Human Rights Watch called for the suspension of Azerbaijan's membership from an Extractive Industries Transparency Initiative (EITI) because of "Azerbaijan government’s offensive against human rights defenders and non-governmental organizations".

On 13 August 2015 Leyla Yunus was sentenced to 8.5 years in jail, her husband, Arif, was sentenced to 7 years in jail on charges of fraud and tax evasion. The couple also faced treason charges (for allegedly spying for Armenia) in a separate case, which was never heard. Western governments and human rights groups expressed concern over their prosecution. Human Rights Watch denounced their case as a show trial, and Amnesty International described the couple as prisoners of conscience.

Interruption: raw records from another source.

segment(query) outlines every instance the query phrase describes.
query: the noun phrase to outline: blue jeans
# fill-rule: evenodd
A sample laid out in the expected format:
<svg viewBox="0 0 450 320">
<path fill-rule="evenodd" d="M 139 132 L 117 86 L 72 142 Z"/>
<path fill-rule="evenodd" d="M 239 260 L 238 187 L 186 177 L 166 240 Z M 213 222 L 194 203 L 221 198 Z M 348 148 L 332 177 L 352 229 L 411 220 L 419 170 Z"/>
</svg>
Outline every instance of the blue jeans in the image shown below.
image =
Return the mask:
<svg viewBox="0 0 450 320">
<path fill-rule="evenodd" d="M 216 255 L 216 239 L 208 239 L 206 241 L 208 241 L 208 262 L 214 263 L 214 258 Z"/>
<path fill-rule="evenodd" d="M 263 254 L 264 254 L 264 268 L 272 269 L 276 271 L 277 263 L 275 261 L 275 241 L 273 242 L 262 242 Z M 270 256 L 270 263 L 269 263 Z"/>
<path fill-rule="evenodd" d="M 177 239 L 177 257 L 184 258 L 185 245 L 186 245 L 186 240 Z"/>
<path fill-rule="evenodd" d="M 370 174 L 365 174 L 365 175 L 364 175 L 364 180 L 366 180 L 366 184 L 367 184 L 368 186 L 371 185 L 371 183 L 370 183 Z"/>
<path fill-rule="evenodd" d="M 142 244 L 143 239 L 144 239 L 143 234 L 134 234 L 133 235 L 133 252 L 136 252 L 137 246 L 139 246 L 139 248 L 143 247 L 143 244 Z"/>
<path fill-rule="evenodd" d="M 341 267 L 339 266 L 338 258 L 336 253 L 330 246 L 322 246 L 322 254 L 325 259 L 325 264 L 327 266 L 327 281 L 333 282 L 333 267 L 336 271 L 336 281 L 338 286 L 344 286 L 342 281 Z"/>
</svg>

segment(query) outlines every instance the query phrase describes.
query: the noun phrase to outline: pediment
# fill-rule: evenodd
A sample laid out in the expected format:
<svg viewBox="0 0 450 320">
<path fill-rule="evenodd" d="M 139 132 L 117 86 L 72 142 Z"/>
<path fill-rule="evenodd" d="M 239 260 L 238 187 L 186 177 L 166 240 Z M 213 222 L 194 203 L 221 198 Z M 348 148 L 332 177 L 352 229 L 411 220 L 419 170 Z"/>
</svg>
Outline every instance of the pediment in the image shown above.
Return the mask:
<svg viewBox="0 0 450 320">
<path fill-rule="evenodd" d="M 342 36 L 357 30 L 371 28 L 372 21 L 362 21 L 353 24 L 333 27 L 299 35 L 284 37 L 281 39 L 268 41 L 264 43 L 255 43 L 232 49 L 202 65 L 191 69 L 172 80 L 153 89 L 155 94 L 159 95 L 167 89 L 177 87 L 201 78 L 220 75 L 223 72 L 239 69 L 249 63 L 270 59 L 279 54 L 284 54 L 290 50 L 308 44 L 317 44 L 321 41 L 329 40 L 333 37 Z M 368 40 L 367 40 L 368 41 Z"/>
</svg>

Leyla Yunus was released on health grounds on 9 December 2015, after her husband Arif Yunus had previously been released, also on health grounds, in November 2015.
 Her sentence was converted into a suspended one. She thus has not been cleared of the charges.

Leyla and Arif Yunus were allowed by Azerbaijani government to travel to the Netherlands for health treatment in April 2016, where they remained to reside in.

==Awards==

===Nominations===
In October 2014, Leyla Yunus was among the three finalists for the Sakharov Prize.
The nomination had been supported by a number of prominent activists, including the last generation of Soviet dissidents and friends of late Andrei Sakharov. In announcing the Sakharov award, the European Parliament also stated that it had "decided to send a delegation with representatives from all political groups to Azerbaijan to meet and support Leyla Yunus in her fight for democracy and freedom in her country."

Leyla Yunus has also been nominated for the Human Rights Tulip award.

===Awarded===
In October 2014, The Norwegian Helsinki Committee awarded Leyla Yunus - together with Rasul Jafarov, Anar Mammadli and Intiqam Aliyev - The Andrei Sakharov Freedom Award.

Leyla Yunus received the Polish Prize of Sérgio Vieira de Mello in October 2014, for her personal achievement in the fight for human rights.